The probabilities of success and failure are estimated as the proportions of participants with a success and failure, respectively.

The expectation of a binary variable equals the probability of success.

The odds equal the ratio of the probability of success and one minus the probability of success. The odds quantify how many times more likely success is than failure.

The log odds are calculated by taking the log of the odds. When the log odds are greater than 0, the probability of success is greater than 0.5.

Logistic regression requires one binary dependent variable and one or more continuous or categorical explanatory variables.
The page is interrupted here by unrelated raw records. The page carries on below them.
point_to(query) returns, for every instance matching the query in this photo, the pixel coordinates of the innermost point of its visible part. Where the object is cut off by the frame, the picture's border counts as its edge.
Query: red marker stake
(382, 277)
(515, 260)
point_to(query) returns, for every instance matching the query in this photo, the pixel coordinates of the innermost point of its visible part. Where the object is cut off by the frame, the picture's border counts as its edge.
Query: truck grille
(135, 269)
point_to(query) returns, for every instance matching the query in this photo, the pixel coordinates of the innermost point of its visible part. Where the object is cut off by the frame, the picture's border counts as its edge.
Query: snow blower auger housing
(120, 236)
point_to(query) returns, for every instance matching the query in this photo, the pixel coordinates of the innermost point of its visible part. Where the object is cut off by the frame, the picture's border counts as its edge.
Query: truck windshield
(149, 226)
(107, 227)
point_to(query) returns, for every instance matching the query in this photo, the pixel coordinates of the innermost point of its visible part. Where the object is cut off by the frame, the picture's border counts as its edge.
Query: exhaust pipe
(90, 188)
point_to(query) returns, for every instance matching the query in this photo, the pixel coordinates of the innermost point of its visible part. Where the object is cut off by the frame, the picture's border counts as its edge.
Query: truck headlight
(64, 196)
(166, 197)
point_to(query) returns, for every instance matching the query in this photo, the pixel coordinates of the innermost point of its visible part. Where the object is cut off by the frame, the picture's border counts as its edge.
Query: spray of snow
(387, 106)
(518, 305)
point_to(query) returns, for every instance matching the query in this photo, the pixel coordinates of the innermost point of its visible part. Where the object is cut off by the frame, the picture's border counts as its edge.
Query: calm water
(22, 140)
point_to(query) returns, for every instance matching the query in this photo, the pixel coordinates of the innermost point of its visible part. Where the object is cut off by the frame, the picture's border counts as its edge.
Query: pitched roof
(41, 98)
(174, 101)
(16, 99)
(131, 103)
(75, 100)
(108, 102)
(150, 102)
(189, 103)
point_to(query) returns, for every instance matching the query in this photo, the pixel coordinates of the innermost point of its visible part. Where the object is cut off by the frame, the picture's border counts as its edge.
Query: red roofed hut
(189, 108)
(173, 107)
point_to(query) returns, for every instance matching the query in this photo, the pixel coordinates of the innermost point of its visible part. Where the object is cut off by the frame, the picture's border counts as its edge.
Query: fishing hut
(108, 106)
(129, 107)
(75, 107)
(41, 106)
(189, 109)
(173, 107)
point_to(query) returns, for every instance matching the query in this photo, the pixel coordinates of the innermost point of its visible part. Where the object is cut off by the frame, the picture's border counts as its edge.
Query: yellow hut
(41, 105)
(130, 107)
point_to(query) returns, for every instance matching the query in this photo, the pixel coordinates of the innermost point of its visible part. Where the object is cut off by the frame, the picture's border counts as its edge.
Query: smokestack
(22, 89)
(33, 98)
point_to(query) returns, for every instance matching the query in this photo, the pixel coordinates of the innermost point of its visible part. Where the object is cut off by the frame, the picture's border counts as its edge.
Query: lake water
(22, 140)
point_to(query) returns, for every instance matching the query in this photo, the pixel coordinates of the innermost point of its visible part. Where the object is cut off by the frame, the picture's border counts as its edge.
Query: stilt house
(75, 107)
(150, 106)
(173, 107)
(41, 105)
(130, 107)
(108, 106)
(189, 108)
The model equation in terms of the log odds is $\text{logit}(E(y)) = \beta_0 + \beta_1 \times x_1$.

The model equation in terms of the probability of success is $E(y) = \text{logit}^{-1}(\beta_0 + \beta_1 \times x_1)$.

The odds is multiplied by $e^{\beta_1}$ for a one-unit increase in $x_1$.

A violin plot can be used to explore the relationship between a binary response variable and a continuous explanatory variable.

Instead of lm(), glm() with family = binomial is used to fit a logistic regression model.

The default summ() output shows the model coefficients in terms of the log odds.

Adding exp = TRUE to summ() allows us to interpret the model in terms of the multiplicative change in the odds of success.

The logistic regression model is visualised in terms of the probability of success.

Predictions of the log odds, the odds and the probability of success can be manually calculated using the model’s equation.

Predictions of the log odds, the odds and the probability of success alongside 95% CIs can be obtained using the make_predictions() function.

McFadden’s $R^2$ measures relative performance, compared to a model that always predicts the mean. Binned residual plots allow us to check whether the residuals have a pattern and whether particular residuals are larger than expected, both indicating poor model fit.

The logistic regression assumptions are similar to the linear regression assumptions. However, linearity and additivity are checked with respect to the logit of the outcome variable. In addition, homoscedasticity and normality of residuals are not assumptions of binary logistic regression.